Hai suscitato la reazione degli amici di Sofri quando lo invitasti a rifiutare la grazia se fosse arrivata da Berlusconi.
«Mi hanno coperto di ingiurie. Ma io dicevo semplicemente: vuoi la grazia? Chiedila! Ma se pensi che non sia giusto chiederla, perché vuoi accettarla gratis da Berlusconi con l’intercessione di Giuliano Ferrara? Sarebbe il massimo della turpitudine umana. Condivido una cosa che scrisse Rossana Rossanda: “liberatelo, che almeno poi possiamo criticare le sciocchezze che scrive”. Io non leggo quasi più le sue cose sulla Repubblica. Sembra il Papa».
Che cosa pensi degli intellettuali italiani?
«Culo e camicia. Si ritrovano tutti tra di loro. Sono dei culcamicisti. Come quelli che facevano parte del circolo einaudiano. Si consideravano la crema della crema dell’intellighenzia italiana. Mi facevano venire l’orticaria. Superciliosi, presuntuosi, si consideravano dei pontefici. La riunione del mercoledì con Giulio, che palle!».
Gioco della torre. Chi butti giù, Colombo o Eco?

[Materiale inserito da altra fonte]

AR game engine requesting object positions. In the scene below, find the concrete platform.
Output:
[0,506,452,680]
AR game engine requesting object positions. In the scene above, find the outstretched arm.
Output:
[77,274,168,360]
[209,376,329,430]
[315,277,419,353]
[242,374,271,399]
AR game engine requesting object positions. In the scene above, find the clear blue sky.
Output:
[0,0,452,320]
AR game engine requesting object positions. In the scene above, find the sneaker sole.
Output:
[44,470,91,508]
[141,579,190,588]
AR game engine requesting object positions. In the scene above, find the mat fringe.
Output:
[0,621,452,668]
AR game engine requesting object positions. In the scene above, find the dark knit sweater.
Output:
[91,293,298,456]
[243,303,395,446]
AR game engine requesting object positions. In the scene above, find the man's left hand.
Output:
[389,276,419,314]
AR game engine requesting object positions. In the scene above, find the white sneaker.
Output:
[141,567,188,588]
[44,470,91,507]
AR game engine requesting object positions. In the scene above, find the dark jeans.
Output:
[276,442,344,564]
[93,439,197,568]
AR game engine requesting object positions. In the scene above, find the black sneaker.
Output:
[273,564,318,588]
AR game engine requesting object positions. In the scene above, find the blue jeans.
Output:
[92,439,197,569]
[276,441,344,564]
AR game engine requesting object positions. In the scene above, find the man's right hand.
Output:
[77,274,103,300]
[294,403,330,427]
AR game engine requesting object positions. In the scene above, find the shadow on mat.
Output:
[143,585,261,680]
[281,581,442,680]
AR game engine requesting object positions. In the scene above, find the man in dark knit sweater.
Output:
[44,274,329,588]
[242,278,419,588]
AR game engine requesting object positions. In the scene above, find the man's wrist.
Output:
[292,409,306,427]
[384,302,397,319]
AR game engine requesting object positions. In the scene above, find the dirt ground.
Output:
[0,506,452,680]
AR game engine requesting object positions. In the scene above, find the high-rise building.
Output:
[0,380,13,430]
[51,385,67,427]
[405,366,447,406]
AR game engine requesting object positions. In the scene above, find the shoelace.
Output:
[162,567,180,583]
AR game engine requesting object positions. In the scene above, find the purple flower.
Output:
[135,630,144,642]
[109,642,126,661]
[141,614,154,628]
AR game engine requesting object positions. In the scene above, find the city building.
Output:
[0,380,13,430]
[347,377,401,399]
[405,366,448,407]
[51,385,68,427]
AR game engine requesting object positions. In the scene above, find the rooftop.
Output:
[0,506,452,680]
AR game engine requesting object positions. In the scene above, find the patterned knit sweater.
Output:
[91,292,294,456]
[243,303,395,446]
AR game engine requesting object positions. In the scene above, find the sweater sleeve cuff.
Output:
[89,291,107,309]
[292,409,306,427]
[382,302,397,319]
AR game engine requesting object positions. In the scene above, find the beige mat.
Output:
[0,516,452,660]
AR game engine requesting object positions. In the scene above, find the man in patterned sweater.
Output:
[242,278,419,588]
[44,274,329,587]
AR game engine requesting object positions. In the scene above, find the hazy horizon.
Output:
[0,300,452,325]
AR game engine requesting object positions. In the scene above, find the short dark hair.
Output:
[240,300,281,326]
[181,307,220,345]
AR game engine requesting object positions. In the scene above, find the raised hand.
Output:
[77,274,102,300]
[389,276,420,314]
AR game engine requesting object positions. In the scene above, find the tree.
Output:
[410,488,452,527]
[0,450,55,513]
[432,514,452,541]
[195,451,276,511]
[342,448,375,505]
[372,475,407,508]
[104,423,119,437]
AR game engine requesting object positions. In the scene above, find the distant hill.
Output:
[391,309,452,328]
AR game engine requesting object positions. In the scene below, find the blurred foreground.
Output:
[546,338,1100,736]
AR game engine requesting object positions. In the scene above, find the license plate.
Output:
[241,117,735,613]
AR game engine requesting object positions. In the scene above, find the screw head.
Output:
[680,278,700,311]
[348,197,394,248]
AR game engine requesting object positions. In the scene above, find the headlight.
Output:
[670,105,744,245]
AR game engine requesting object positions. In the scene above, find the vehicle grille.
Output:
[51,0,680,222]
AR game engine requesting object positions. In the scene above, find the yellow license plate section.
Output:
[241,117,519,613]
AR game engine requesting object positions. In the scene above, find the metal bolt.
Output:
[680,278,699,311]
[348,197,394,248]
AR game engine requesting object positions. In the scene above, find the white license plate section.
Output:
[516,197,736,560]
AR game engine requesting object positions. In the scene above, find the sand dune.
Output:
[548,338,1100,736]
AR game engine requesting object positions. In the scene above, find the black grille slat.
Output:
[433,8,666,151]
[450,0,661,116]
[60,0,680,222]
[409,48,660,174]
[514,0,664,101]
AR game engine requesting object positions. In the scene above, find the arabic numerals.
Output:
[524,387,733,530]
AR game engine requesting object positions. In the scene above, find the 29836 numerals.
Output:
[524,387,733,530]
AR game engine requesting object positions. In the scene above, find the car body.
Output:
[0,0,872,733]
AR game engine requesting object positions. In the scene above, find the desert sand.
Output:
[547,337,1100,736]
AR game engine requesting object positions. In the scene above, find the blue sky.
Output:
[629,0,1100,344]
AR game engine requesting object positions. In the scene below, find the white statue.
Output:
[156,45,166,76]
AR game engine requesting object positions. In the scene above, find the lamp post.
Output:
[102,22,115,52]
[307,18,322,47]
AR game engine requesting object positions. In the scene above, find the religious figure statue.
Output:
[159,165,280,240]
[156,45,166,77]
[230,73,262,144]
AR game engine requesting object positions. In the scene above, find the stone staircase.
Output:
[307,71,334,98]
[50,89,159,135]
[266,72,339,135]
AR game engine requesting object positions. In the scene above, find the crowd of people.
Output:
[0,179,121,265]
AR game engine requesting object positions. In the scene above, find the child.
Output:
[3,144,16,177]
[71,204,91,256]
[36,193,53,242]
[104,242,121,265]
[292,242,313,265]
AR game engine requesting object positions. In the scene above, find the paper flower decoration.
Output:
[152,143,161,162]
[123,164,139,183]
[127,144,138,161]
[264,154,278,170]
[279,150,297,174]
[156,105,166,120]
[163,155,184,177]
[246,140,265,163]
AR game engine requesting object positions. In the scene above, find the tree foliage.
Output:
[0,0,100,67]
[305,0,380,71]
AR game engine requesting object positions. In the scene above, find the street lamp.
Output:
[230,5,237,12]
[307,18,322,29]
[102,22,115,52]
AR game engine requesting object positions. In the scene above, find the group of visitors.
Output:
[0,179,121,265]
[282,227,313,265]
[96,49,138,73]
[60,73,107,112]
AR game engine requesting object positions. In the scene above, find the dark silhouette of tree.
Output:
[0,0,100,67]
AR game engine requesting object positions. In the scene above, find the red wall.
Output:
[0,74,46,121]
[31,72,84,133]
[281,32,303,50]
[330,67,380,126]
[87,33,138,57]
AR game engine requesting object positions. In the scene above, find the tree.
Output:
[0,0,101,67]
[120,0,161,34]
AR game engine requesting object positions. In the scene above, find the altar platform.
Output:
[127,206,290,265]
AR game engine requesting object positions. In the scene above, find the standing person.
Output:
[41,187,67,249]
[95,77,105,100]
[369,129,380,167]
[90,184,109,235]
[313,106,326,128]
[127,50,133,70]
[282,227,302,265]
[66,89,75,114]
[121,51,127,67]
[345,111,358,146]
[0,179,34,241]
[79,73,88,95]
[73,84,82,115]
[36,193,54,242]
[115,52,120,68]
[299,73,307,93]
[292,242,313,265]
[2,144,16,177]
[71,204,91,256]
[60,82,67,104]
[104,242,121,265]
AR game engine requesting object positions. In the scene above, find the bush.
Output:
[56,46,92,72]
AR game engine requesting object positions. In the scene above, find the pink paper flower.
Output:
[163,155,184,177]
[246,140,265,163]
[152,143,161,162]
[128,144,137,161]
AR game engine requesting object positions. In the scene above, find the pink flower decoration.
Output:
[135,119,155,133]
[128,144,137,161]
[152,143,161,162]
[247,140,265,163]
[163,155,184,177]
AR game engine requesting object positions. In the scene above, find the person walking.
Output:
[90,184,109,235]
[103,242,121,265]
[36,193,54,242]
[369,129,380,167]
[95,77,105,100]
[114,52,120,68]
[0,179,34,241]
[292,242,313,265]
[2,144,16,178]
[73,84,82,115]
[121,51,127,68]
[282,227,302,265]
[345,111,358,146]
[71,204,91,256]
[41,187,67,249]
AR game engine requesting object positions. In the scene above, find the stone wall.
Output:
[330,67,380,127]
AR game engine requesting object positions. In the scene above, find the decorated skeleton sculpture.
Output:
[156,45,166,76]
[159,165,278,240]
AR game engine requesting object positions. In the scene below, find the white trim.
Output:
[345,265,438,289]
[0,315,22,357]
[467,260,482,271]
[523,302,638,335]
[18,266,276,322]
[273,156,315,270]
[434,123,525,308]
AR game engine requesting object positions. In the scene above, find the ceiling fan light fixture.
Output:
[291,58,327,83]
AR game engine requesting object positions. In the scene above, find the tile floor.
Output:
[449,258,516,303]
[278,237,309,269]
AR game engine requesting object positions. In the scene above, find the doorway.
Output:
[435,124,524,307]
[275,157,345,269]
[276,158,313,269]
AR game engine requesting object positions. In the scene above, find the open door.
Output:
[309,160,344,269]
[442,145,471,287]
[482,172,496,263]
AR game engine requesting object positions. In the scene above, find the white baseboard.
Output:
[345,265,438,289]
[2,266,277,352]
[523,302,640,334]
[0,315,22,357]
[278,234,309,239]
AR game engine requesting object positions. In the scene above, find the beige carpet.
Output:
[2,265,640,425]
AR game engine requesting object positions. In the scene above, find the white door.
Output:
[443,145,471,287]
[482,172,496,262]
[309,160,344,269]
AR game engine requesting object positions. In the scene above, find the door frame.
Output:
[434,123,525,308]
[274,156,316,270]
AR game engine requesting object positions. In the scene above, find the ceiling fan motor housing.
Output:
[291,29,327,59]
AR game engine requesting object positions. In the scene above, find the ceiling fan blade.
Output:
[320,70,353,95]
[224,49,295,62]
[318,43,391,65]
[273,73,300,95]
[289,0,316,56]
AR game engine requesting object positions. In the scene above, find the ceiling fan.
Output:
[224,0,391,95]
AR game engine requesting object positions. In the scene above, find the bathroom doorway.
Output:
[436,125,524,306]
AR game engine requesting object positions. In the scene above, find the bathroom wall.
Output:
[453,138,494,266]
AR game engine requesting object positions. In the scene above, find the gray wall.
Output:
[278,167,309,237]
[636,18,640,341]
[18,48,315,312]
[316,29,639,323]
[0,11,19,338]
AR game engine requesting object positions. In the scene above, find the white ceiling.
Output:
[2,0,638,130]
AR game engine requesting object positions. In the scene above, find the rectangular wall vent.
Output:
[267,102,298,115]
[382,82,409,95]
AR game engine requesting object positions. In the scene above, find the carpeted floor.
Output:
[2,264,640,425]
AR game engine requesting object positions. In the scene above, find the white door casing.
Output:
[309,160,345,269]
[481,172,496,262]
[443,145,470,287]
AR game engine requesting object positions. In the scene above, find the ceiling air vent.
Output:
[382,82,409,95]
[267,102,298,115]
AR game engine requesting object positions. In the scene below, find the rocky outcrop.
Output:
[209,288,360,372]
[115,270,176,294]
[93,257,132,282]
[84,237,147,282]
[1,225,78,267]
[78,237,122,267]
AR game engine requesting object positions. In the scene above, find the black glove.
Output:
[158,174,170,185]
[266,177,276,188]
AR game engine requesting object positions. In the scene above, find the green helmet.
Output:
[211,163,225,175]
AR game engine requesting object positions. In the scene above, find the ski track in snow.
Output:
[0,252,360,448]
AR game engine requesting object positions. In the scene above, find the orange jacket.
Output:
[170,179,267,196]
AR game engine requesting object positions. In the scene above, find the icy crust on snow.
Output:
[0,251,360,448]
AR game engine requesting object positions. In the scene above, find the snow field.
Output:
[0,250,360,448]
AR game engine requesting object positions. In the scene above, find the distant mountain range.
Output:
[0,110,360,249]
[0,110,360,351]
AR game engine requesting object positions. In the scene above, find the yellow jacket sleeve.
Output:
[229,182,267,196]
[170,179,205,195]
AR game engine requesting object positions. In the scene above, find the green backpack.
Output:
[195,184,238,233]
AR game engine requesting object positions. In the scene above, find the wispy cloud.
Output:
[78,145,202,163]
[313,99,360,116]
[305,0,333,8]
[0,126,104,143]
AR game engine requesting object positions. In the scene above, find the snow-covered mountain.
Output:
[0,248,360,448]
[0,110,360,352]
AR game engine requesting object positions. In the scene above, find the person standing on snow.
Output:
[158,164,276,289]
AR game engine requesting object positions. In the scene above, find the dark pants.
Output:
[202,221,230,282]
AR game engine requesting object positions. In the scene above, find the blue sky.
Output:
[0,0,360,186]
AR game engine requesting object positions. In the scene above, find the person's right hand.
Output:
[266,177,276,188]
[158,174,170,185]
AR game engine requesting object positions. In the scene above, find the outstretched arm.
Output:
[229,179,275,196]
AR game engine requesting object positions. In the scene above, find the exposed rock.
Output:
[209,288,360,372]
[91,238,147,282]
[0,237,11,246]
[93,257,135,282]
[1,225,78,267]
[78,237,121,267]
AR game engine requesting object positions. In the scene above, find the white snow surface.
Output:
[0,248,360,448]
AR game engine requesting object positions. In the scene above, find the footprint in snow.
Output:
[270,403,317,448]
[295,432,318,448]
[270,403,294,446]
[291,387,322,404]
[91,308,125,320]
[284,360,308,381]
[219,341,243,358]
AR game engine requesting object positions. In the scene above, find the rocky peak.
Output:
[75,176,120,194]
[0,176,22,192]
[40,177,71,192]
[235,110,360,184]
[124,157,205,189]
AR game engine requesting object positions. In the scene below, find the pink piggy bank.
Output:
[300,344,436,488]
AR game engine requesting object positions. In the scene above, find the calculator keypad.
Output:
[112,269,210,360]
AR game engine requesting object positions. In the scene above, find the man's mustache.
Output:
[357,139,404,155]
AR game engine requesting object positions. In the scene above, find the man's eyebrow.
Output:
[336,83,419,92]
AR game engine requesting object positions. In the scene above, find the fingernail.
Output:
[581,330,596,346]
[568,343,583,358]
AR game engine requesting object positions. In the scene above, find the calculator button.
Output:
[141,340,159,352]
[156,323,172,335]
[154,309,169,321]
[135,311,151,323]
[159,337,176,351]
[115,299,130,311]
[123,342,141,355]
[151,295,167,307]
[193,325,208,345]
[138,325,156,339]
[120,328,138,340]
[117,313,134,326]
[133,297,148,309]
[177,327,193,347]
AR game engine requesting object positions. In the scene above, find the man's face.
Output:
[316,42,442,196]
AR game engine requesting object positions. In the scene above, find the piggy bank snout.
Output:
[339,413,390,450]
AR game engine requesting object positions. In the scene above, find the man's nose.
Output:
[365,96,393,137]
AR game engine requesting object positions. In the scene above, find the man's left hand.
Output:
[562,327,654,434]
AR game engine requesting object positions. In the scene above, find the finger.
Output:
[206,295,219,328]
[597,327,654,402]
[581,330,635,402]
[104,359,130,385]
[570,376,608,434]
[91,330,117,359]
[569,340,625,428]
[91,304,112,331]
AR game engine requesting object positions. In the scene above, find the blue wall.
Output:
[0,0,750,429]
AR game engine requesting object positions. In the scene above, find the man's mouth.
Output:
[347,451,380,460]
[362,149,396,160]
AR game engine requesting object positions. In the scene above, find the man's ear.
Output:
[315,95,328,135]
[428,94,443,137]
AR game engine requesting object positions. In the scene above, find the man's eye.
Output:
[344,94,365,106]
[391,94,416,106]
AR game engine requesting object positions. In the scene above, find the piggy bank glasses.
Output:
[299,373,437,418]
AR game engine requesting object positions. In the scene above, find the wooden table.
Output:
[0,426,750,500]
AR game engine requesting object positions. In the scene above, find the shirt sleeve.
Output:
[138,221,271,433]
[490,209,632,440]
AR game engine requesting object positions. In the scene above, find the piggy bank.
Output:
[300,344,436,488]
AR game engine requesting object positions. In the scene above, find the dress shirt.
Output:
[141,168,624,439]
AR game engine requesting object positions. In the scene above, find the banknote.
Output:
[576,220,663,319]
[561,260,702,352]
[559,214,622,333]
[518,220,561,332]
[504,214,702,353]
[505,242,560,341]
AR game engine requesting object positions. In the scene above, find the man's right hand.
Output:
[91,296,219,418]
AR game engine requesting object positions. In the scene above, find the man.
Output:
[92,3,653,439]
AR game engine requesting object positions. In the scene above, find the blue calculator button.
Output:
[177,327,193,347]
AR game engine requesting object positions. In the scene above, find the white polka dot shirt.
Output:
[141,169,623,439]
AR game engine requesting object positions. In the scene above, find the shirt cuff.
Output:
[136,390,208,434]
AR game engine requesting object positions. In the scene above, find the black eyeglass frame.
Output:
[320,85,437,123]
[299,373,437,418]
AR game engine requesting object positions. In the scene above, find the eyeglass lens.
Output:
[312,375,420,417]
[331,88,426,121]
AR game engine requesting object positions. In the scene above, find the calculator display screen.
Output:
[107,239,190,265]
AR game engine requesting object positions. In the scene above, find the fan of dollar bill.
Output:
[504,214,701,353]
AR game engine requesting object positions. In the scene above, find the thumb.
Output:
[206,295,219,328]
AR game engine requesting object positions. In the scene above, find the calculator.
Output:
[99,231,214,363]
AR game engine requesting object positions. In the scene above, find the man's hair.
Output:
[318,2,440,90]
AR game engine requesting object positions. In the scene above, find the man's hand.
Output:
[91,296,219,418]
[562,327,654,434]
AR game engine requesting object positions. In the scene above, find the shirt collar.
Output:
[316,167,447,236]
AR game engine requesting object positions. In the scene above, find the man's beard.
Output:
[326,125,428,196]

«Sei proprio uno stronzo».
Mica si fanno domande facili, qui.
«Butto Eco. Colombo dirige l’Unità. Si prende responsabilità politiche».
Prodi o Rutelli?
«Butto giù Rutelli. È vuoto pneumatico».
Pera o Buttiglione?
«Butto Pera, è più presuntuoso. Non lo disprezzo. Ha sempre studiato Popper decorosamente. Ma non ha mai esibito un’idea nuova».
Mimun o Mentana?
«Mentana ha fatto danni irrimediabili. Ha dato rispettabilità a un tg berlusconiano. Mimun non è in grado di dare rispettabilità a nulla».
Giorgino o Marzullo?
«Giorgino è un bel ragazzotto. Però sembra uno di quelli arrivati lì per puro caso».
Cofferati o Bertinotti?
«Giù Bertinotti. Ha consegnato l’Italia nelle mani di Berlusconi per questi ultimi cinque anni. Ho sempre pensato: se si è fatto pagare da Berlusconi è una puttana. Ma non si è fatto pagare, lo ha fatto gratis. Quindi è un ninfomane».